Instead, you need to step back, take in the entire situation, and then look intensely at the sources and underlying causes. Once you assess all your real needs, you can determine what’s missing from your current approach.
For example, at one client company a couple of executives were feuding recently. If their boss had sent them for communication training to help them interact more productively, they might have learned to speak with each other more graciously. But it was necessary to identify and also resolve their conflicting beliefs and the structural problems, which were the underlying causes of their fractured communication.
2. Work on the Concrete Level, Not Just the Conceptual
The design-thinking approach to innovation requires employees to empathize with their customers’ day-to-day realities in order to develop and improve their products and services. Similarly, it helps to treat employees as the customers of any substantive change initiative, and to learn about and understand their desk-level realities before launching and instituting the change.
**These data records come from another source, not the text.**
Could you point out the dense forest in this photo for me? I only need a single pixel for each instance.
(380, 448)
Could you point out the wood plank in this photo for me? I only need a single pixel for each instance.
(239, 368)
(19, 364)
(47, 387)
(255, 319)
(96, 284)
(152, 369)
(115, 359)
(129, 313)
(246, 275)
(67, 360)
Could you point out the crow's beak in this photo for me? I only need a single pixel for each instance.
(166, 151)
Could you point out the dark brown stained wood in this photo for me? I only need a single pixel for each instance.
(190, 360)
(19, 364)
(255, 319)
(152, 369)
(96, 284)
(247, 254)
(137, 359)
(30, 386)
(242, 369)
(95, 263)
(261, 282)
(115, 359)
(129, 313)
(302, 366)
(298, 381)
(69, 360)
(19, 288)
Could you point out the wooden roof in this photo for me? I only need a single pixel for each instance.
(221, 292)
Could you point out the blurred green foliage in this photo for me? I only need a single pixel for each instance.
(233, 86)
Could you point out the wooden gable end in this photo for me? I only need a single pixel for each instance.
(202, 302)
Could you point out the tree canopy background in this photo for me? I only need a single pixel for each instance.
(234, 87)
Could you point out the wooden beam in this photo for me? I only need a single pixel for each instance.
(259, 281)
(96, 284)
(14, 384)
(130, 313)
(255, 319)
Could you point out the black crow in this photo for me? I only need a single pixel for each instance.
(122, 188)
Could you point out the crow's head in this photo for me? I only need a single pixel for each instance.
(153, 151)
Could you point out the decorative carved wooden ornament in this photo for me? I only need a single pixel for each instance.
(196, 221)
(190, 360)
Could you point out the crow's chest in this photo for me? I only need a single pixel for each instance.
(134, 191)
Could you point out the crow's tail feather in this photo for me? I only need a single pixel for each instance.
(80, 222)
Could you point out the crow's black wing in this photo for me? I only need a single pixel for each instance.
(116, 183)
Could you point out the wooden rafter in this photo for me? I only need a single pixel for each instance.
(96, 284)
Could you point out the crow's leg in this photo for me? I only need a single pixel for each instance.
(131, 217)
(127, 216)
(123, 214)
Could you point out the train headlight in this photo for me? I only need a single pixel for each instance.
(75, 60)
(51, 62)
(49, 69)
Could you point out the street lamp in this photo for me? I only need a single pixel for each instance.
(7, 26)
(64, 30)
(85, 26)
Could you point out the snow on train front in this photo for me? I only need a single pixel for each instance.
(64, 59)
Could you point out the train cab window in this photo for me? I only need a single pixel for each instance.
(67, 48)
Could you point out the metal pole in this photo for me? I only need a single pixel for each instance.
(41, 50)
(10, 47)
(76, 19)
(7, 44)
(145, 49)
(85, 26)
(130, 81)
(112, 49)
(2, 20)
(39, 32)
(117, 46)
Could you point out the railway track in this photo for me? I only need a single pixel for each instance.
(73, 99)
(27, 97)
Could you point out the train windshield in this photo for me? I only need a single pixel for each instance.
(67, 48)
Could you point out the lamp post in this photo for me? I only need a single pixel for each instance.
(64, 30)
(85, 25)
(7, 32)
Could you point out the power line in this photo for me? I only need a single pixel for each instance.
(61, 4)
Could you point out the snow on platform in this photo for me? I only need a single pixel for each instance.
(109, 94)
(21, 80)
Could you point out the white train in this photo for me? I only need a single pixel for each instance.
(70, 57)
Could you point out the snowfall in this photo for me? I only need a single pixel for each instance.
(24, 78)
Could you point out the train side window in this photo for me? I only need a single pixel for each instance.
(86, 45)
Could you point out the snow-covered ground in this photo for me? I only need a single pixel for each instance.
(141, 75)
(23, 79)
A large fashion organization asked me to plan a major project to improve the quality of their customer interactions. If we had limited the change initiative to directing the service leads and unit managers to encourage their teams to conduct customer interactions differently, we would have seen a bare minimum of improvement.
Instead, we worked extensively to ensure that both the leaders and teams understood everything they needed to do and the reasons behind the change. We broke down the details of successful interactions and trained and coached the operations leaders on how to recognize success and give clear, specific, behavioral feedback. The instruction was on point, and it changed a lot of minds. But the targeted practices were what shifted behaviors and habits and made them real and reasonable for everyone.
3. Field a Champion of Change
Making change can be difficult and frustrating, particularly in the early stages. The folks who have the tough job of implementing the change on the ground can be stymied by resistance or stumble over tough cases where the new prescriptions don’t seem to apply. And there are always exceptions and bobbles, which can frustrate change managers, causing them to retreat from their vigorous efforts or throwing them back into old habits.
It makes a tremendous difference if the implementers have access to someone with the vision of the new desired state and the experience to help them regroup and recoup as necessary. That champion can be the senior executive who’s sponsoring the change, a trusted “old hand” who’s been through similar initiatives, or an outsider like me — just make sure the support goes beyond merely cheerleading for the cause.
Effective champions of change understand the mechanisms of the change initiative, are committed to both individual and group success, and have the experience and insight to provide useful modifications and tweaks as individuals learn to incorporate the new ways of working. Successful champions hold up positive examples publicly, and help fix any negatives quietly.
Smooth the Path to Change
The clearer your assessment of what’s necessary to make the change, the more likely you’ll avoid triggering complaints like “We already tried that” and “That kind of thing won’t work here.” By assessing the entire situation deeply, tending to the concrete details of implementation, and providing effective support rather than lip service, you’ll improve the chances of getting your change initiative to succeed and stick for the long term.